LKN, a poet attending the event from the Philippines, explains even the male gender can be assaulted. He is a victim of rape in 2017 by four men in Manila who drugged him in a bar. The poem he wrote is a reaction to a comment he got several weeks ago about a poem he had written relating to his rape. “They wanted me to make it less powerful, less impactful.”

He had performed in person in Manila earlier this month and was approached by some attending the event who had not been personally impacted themselves. LKN says they found it disturbing and wanted him to make the poem more hopeful. “Rape is never hopeful. But those who were there who had experienced sexual assault lauded my poems.

LKN was published by Doorways in 2020 and has been attending Poetry Share virtually since 2021. He says poetry has been a companion of his trauma. “It listens to the pain all survivors share — a part of us got stolen that moment, and we can never have it back. Later in the year he plans to release his debut full collection of poetry. 
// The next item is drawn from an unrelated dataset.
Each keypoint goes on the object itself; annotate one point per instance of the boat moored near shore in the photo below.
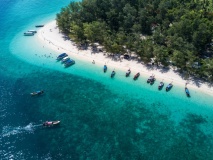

“when I share about rape, 

I wish my rapists taught me 

how to water it down lower than ignorance

is bliss of softening trauma can feel so good

like how they try to shush me

when I tried to scream for help?….


I wish rape didn’t burn

the children’s books in my body

or the spotlight of my childhood’s innocence

they were all razed of judgment i can’t reclaim

the recollections of my ruin is all i have

should i let others’ consideration fill my library?


Sonja Allen, Executive Director of Guest House, read “I Need to Speak,” a poem from the Alexandria poet laureate, Zeina Azzam. 


“Choose to remember or not to remember,

forgive or not to forgive


the ones who hurt you. Each time you speak

the prick of a memory fades.”


Elizabeth Tropea is assistant director of Artemis House, a 24-hour emergency shelter in Fairfax County offering temporary housing, case management, access to employment resources and legal services. She puts her experience with the clients into poetry. “It’s magic to put words onto paper.” 

She observes that their clients are in major survival mode when they arrive at the shelter and are dealing with homelessness as well as sexual assault. “They can’t work through their grief yet; they are worrying about their next meal and where they will stay the night.” And she adds that unlike other assault victims the people who come to their shelter don’t have a support system to help them through the grief.

“I have always loved poetry and this Share the Poetry Event was an intersect of poetry with the work I do. Art is incredibly healing; I hope to incorporate more of it in the work I do.”


“I pray for the strength to step into these spaces

again and again and again

to ask the questions again and again and again

even when I cannot bare to know the answers

again and again and again

I hold onto hope that these inadequate actions and efforts will

somehow contribute to the end of another’s abuse

so they do not come home to pain

again and again and again

so they might begin again

I cannot be a savior, but I can be a seer.”


The event was sponsored by Doorways, a 24-hour emergency shelter and family residential home for formerly homeless in Arlington; Guest House, a residential facility in Alexandria for women who have committed non-violent crimes; and the Alexandria Sexual Assault Center which has a 24-hour hotline and offers services to abuse victims. Over the last 10 years, the event has morphed from in-person before Covid, to all virtual during the pandemic to a hybrid in-person/virtual event on Zoom this year.


“I’ve made bad decisions

You’re behind bars

and I’m shooting for the stars

I’m no longer the victim

You didn’t win and I’m proud to be me.”